Peter Brötzmanns Gespräche mit Gérard Rouy

Köln, 14.09.2014
TEXT: Karl Lippegaus | FOTO: Heinrich Brinkmöller-Becker

Brötzmann und Kowald nach einem Gig mit Tänzern in Brüssel. Als sie den Saal verlassen, erblicken sie draußen einen Spaßvogel auf einem Dreirad, einem schwedischen Vehikel, mit dem man früher Milch oder Brot transportierte. Der Typ auf dem Dreirad hat hinterm Sattel verstaut ein komplettes Schlagzeugset. Die Beiden finden‘s witzig und halten ihn an, man kommt ins Gespräch - ja, ich habe keinen Job, kein Geld, die übliche Story. Peter und Peter erzählen ihm ein bisschen von sich und laden ihn ein, nach Wuppertal zu kommen – da kannst du erstmal bleiben und dann seh’n wir mal.
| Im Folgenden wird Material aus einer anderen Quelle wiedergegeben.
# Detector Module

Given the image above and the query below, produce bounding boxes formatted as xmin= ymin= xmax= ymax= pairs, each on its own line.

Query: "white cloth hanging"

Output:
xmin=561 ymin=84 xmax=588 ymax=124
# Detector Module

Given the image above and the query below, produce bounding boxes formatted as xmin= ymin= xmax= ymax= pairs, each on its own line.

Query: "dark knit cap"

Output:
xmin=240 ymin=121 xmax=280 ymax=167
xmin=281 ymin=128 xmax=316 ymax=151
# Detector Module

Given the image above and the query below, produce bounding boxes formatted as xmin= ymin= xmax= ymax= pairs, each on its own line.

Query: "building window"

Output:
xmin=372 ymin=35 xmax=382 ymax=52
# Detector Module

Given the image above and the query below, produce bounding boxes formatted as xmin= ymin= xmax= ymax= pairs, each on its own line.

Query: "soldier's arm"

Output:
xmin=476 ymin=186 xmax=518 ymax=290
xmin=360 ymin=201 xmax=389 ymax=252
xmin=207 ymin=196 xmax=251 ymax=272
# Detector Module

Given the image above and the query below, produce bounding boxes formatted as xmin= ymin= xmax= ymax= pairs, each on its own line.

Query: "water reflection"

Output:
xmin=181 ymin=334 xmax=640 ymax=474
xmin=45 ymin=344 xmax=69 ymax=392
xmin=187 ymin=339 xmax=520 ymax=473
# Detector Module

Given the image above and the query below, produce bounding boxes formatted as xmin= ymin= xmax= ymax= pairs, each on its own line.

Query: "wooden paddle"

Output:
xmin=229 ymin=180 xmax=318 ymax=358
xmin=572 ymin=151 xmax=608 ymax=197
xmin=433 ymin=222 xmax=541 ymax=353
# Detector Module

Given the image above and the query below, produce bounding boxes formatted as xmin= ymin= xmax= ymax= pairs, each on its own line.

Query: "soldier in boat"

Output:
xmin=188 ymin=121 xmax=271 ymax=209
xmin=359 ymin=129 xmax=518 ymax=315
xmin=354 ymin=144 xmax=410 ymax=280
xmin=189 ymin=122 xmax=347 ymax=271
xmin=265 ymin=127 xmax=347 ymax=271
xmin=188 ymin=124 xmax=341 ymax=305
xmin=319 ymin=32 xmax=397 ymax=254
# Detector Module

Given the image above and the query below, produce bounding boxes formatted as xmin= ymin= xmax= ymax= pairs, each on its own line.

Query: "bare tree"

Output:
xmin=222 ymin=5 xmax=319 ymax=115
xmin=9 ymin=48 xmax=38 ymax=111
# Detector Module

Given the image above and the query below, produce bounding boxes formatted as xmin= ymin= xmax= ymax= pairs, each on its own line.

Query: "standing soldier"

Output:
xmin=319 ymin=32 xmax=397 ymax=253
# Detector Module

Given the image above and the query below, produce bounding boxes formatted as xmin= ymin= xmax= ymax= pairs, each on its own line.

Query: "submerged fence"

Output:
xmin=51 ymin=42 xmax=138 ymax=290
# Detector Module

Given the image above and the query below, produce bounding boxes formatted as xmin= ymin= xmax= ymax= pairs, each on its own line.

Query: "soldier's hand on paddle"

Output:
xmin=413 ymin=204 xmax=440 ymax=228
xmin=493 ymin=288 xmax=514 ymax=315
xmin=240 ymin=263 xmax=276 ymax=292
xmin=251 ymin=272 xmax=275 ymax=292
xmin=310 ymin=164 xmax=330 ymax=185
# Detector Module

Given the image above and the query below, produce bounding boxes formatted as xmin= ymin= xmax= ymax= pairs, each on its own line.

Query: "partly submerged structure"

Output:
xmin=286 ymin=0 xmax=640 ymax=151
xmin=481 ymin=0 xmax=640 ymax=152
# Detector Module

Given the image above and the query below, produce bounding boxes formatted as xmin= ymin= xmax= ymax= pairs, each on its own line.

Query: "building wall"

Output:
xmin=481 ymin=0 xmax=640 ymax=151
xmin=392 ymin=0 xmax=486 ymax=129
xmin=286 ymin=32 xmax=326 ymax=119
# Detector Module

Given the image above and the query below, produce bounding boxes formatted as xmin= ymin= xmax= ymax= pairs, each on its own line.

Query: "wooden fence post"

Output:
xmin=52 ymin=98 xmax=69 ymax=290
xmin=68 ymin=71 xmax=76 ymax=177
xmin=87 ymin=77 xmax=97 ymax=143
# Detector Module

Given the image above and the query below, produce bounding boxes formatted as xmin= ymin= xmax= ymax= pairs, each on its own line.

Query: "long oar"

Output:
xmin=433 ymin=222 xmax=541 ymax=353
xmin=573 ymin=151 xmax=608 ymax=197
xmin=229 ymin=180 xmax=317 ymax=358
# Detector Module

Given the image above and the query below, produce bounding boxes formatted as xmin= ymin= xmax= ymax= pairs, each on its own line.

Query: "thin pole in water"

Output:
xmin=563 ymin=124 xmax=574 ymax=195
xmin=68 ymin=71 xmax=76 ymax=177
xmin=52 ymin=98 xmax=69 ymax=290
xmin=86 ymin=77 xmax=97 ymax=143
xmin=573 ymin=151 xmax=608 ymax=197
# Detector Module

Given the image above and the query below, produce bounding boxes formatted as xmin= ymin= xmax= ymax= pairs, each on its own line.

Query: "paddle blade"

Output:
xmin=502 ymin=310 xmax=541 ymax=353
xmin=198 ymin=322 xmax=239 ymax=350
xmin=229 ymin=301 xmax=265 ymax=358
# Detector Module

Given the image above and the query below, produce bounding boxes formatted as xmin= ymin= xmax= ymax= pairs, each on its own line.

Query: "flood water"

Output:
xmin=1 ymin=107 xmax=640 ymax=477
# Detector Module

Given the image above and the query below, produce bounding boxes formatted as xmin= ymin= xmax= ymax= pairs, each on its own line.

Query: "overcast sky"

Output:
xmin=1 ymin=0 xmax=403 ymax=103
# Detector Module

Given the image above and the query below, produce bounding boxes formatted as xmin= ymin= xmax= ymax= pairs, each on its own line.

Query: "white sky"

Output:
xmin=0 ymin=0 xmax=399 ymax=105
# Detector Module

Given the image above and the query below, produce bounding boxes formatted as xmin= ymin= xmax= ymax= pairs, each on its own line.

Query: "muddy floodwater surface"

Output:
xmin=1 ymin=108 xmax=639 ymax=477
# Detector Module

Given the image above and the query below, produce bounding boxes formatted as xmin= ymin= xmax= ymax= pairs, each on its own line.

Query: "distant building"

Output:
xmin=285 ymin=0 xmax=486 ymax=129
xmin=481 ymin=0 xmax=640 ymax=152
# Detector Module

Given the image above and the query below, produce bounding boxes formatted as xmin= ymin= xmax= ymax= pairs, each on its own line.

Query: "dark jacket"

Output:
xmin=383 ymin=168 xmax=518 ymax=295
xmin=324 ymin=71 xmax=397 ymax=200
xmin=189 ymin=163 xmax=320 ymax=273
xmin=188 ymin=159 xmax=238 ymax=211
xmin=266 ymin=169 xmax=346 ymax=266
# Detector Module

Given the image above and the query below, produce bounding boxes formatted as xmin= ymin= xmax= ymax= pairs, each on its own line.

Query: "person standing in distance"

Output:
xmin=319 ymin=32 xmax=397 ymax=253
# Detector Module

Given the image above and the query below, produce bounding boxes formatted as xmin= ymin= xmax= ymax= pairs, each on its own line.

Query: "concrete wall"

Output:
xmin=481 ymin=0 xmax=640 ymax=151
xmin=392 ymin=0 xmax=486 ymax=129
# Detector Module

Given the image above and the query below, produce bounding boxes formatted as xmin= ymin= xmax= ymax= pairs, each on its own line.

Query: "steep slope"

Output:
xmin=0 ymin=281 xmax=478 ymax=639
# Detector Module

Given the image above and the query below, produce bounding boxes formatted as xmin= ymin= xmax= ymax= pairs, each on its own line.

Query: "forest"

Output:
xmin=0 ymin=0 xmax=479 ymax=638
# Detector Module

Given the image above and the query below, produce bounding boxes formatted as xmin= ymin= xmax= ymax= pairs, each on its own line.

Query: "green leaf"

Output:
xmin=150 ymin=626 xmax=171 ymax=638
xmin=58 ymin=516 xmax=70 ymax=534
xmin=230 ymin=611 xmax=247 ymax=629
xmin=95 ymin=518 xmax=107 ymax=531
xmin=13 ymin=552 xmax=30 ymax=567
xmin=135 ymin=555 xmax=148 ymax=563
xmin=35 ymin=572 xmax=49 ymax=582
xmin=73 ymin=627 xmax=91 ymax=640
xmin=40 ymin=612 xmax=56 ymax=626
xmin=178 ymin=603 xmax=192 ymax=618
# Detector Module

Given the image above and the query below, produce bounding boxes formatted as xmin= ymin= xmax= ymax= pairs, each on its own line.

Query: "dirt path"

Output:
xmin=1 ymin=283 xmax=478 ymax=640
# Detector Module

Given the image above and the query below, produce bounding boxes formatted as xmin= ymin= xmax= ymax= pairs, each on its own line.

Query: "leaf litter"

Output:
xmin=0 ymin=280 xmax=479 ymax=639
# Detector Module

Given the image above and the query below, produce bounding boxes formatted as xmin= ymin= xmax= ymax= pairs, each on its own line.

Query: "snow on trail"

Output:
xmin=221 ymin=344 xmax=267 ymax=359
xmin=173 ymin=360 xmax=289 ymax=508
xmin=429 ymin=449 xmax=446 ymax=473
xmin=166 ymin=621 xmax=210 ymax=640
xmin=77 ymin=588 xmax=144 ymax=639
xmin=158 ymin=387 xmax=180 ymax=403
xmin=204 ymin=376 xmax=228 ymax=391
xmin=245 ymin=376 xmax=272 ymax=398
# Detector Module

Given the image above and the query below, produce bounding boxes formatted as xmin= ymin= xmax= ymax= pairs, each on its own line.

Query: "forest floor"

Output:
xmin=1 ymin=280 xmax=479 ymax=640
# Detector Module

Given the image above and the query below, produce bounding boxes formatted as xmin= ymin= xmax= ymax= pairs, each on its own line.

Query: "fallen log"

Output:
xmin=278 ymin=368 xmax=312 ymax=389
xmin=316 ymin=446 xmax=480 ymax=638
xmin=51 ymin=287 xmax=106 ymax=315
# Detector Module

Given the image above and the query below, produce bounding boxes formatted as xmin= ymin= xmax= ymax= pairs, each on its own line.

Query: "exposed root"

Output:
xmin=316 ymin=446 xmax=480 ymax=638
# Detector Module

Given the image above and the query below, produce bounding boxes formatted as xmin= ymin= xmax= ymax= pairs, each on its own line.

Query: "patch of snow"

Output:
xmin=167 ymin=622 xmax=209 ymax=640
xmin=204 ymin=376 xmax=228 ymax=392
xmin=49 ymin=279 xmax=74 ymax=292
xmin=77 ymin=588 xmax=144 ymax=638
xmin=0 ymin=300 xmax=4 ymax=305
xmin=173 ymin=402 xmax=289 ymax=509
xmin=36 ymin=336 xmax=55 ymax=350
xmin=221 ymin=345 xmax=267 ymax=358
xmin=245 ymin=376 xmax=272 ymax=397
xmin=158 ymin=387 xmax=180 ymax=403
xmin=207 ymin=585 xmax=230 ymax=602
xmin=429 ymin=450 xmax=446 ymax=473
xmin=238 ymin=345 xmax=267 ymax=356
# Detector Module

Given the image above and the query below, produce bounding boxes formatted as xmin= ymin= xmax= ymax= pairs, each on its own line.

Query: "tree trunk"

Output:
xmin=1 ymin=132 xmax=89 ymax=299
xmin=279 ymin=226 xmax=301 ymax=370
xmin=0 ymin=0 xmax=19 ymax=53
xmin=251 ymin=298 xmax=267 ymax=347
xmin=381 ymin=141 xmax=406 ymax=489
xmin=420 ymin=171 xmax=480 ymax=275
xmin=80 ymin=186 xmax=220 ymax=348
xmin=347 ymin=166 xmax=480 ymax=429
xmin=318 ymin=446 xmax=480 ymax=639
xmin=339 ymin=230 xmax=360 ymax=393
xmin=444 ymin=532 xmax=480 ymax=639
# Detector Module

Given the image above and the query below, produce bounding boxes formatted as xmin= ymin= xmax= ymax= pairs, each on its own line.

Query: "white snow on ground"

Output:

Sie steigen ins Auto und der verrückte Kerl radelt mit seinen Drums über Aachen die ganze Autobahn entlang. Natürlich verwehrt man ihm an der Grenze die Einreise, dennoch erreicht er - über allerlei kleine Schleichwege - mit seinem Dreirad und dem Schlagzeug am Ende Wuppertal. Dieser Typ auf dem Dreirad war Sven-Åke Johansson, dessen Musik auf mittlerweile über 100 Alben zu hören ist, die man fast nirgendwo hört. Auf Brötzmanns beiden ersten bahnbrechenden Platten „For Adolphe Sax“ und „Machine Gun“ (1967/68) ist der trommelnde Radfahrer mit dabei.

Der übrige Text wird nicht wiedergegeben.